Background The diagnostic accuracy of CCTA is well reported. The
prognostic value of CCTA has been described in several studies, but many
were underpowered. Pooling outcomes increases the power to predict rare
events. Methods We searched multiple databases for longitudinal studies of
CCTA with at least 3 months follow-up of symptomatic patients with
suspected coronary artery disease (CAD) reporting major adverse
cardiovascular events (MACE), consisting of death, myocardial infarction
(MI), and revascularization. Annualized event rates were pooled using a
bivariate mixed-effects binomial regression model to calculate summary
likelihood ratios and receiver-operating characteristic curves.

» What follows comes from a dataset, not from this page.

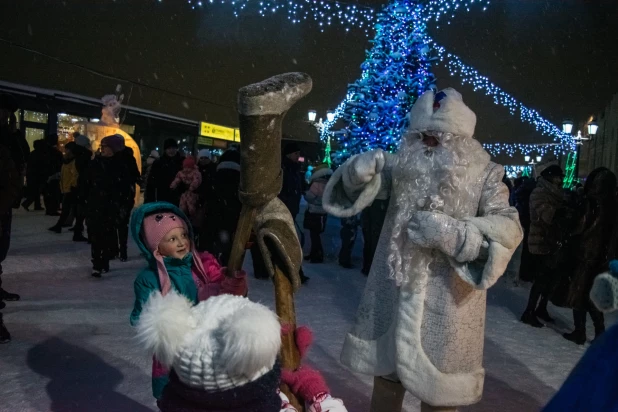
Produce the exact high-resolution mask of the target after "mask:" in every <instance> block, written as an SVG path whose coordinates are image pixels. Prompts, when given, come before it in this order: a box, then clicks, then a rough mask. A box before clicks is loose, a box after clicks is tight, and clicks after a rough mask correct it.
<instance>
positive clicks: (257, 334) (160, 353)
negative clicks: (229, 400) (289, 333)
mask: <svg viewBox="0 0 618 412" xmlns="http://www.w3.org/2000/svg"><path fill="white" fill-rule="evenodd" d="M137 333H138V339H139V340H140V341H141V342H142V343H143V344H144V346H145V347H146V348H147V349H148V350H149V351H151V352H153V353H154V355H155V356H156V358H157V359H158V360H159V361H160V362H161V363H162V364H163V365H165V366H167V367H172V368H173V369H174V371H175V372H176V374H177V375H178V378H179V379H180V381H181V382H182V383H184V384H185V385H187V386H189V387H191V388H195V389H200V390H204V391H209V392H211V391H224V390H227V389H232V388H236V387H240V386H243V385H245V384H247V383H249V382H253V381H254V380H256V379H258V378H260V377H262V376H264V375H265V374H267V373H268V372H269V371H270V370H271V369H273V367H274V365H275V361H276V359H277V355H278V353H279V349H280V347H281V325H280V323H279V320H278V319H277V316H276V315H275V314H274V313H273V312H272V311H271V310H270V309H268V308H267V307H266V306H264V305H261V304H259V303H254V302H251V301H250V300H249V299H246V298H243V297H239V296H232V295H221V296H215V297H211V298H209V299H207V300H206V301H203V302H200V303H199V304H198V305H196V306H192V304H191V302H190V301H188V300H187V299H186V298H185V297H183V296H181V295H179V294H178V293H177V292H175V291H173V290H172V291H170V292H169V293H168V294H167V295H165V296H162V295H161V293H159V292H155V293H153V294H152V296H151V297H150V299H149V300H148V302H147V303H146V305H145V306H144V309H143V311H142V314H141V316H140V321H139V323H138V325H137Z"/></svg>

Results
Eighteen studies evaluated 9,592 patients with a median follow-up of 20
months. The pooled annualized event rate for obstructive (any vessel with
>50% luminal stenosis) versus normal CCTA was 8.8% versus 0.17% per year
for MACE (p < 0.05) and 3.2% versus 0.15% for death or MI (p < 0.05). The
pooled negative likelihood ratio for MACE after normal CCTA findings was
0.008 (95% confidence interval [CI]: 0.0004 to 0.17, p < 0.001), the
positive likelihood ratio was 1.70 (95% CI: 1.42 to 2.02, p < 0.001),
sensitivity was 0.99 (95% CI: 0.93 to 1.00, p < 0.001), and specificity
was 0.41 (95% CI: 0.31 to 0.52, p < 0.001). Stratifying by no CAD,
nonobstructive CAD (worst stenosis <50%), or obstructive CAD, there were
incrementally increasing adverse events. Conclusions Adverse
cardiovascular events among patients with normal findings on CCTA are
rare. There are incrementally increasing future MACE with increasing CAD
by CCTA. 2011 American College of Cardiology Foundation.